1. Why do I have lower back pain? Can it be caused by leg length discrepancy?
There are many causes of low back pain. Among the most common are muscle weakness in the back, muscle weakness of the lower extremities, and herniated disks. True anatomical leg length discrepancies are highly uncommon. Mechanical leg length discrepancies are very common and are usually the result of too much muscular tension on one side of the low back or in one of the hips.
2. My Lower Back Hurts all of the time. Is there something wrong with my spine?
Not necessarily. In some some cases there will be significant structural damage to the spine of people who are experiencing low back pain. However, most people who suffer with chronic or acute lower back pain don't have any significant damage or degeneration of the spine itself.
3. My doctor says that I have a herniated disk in my lower back. Is this a common problem? What exactly is a disk herniation?
Yes, it’s extremely common. More than 3 million Americans are diagnosed with a disk herniation every year. In this medical condition that affects the spine, a tear occurs in the outer, fibrous ring of an intervertebral disc. This allows the central portion to bulge out beyond the damaged outer rings. Bulging can sometimes lead to nerve compression and pain.
4. I want to begin an exercise program to help my lower back pain. Where do I begin?
The best place to begin is with a full body range of motion evaluation. Just like other chronic conditions, low back pain may have a root cause elsewhere in the body. The spine is an excellent place to pick up motion that has been lost in other joints. I have seen the root cause of low back pain originate in the foot and lower leg, the hips, the shoulders, and the neck. Until the muscles causing the low back pain are identified and strengthened, the symptoms of low back pain will persist.
5. Can chronic lower back pain be resolved?

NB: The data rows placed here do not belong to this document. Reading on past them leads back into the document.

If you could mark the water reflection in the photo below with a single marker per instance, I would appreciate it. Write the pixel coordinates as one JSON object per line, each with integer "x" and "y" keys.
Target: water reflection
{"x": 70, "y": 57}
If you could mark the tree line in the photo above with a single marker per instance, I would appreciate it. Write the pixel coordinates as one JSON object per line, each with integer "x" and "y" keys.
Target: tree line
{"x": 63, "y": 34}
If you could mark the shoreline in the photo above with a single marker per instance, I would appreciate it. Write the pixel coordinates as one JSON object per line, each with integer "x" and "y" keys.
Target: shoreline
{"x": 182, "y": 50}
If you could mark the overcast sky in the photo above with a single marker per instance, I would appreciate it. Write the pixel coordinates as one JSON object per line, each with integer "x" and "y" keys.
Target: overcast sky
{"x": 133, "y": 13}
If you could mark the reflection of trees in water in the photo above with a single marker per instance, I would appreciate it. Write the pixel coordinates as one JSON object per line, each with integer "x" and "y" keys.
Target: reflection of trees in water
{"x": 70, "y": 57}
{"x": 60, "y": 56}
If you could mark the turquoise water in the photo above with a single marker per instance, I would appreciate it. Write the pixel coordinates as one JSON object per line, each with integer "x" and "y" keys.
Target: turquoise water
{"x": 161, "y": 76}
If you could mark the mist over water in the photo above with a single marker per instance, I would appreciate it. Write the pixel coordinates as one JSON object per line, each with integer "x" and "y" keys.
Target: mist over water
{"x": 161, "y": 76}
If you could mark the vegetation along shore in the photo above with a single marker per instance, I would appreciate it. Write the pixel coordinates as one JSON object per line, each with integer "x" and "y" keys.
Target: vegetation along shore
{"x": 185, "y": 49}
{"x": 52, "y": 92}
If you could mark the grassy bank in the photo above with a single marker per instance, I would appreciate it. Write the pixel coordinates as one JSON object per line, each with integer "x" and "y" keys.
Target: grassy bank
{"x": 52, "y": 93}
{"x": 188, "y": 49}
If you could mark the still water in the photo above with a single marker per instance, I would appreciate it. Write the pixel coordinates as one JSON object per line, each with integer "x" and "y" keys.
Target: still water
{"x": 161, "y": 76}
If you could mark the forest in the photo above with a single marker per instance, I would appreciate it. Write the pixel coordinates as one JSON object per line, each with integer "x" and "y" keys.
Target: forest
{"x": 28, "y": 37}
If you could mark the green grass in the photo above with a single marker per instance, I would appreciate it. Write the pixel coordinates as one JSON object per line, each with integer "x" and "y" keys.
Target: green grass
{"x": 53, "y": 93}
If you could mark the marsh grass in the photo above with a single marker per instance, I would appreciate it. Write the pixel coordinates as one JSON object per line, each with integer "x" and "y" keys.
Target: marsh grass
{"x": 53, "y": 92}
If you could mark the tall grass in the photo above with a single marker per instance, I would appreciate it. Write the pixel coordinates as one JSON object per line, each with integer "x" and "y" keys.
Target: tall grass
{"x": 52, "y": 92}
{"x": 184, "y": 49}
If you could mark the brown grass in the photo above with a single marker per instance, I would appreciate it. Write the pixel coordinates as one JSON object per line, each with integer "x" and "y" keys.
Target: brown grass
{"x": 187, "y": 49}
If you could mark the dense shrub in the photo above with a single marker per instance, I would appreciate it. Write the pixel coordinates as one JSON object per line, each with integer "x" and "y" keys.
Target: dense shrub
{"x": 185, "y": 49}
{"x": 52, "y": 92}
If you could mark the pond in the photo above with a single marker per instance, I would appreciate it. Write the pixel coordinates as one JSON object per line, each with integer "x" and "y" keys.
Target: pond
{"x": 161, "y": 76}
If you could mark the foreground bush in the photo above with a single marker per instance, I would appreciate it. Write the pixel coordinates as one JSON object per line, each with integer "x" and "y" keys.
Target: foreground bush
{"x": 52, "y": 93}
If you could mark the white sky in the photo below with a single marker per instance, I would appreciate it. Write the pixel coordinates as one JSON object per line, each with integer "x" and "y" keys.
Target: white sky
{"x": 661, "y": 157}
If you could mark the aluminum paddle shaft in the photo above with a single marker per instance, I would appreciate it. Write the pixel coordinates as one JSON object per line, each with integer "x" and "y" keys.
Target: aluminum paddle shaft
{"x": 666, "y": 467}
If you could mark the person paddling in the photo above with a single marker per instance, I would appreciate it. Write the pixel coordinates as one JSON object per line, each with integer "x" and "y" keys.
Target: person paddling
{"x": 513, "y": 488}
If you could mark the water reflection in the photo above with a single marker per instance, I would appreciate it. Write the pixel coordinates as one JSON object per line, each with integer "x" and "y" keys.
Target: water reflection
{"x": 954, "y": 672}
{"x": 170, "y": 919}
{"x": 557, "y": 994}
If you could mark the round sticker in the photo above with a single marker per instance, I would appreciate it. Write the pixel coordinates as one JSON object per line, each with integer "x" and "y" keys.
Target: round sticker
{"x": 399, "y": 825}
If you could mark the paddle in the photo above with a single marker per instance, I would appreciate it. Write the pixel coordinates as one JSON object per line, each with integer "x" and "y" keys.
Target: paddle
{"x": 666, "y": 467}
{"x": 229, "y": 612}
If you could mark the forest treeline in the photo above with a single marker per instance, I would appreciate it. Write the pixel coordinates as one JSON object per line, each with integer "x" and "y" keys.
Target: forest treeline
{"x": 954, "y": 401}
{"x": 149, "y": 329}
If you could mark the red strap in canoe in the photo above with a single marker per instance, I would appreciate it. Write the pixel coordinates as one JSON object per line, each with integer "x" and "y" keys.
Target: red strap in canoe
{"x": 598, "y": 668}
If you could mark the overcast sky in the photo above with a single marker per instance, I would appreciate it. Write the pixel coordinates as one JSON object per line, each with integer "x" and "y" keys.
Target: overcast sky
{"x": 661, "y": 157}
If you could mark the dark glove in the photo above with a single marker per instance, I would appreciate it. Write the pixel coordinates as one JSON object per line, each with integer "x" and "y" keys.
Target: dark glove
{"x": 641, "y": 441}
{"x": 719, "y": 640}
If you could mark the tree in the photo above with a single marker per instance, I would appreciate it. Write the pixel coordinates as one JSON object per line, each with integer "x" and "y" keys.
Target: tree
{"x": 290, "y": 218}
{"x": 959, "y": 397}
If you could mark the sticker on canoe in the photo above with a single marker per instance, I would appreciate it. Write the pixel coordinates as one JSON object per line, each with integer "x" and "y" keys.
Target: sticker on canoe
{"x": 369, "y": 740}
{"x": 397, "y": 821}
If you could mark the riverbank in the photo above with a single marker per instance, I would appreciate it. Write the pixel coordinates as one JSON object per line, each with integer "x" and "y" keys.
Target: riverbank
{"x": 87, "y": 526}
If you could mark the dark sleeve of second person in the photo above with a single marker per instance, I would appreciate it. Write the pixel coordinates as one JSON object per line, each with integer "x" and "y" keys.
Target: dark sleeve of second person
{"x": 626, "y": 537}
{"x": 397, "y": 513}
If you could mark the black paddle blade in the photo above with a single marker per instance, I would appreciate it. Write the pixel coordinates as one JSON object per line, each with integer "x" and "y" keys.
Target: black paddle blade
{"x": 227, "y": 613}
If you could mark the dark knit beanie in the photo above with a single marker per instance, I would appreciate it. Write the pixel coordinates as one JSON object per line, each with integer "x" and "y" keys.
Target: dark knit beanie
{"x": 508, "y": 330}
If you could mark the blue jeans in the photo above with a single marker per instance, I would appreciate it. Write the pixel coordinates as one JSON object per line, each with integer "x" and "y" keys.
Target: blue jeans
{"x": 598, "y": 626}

I’ve had back pain for years that hasn't responded to traditional therapies.
Yes. Absolutely. Unless the client has severe structural damage to the spine, the most reasonable course of action is a progressive strength training program. We begin by using Muscle Activation Techniques for initial strengthening and then progress the client to a Strategic Resistance Training program. We have seen outstanding results in our practice using this unique Muscle Restoration System in clients with both acute and chronic low back conditions.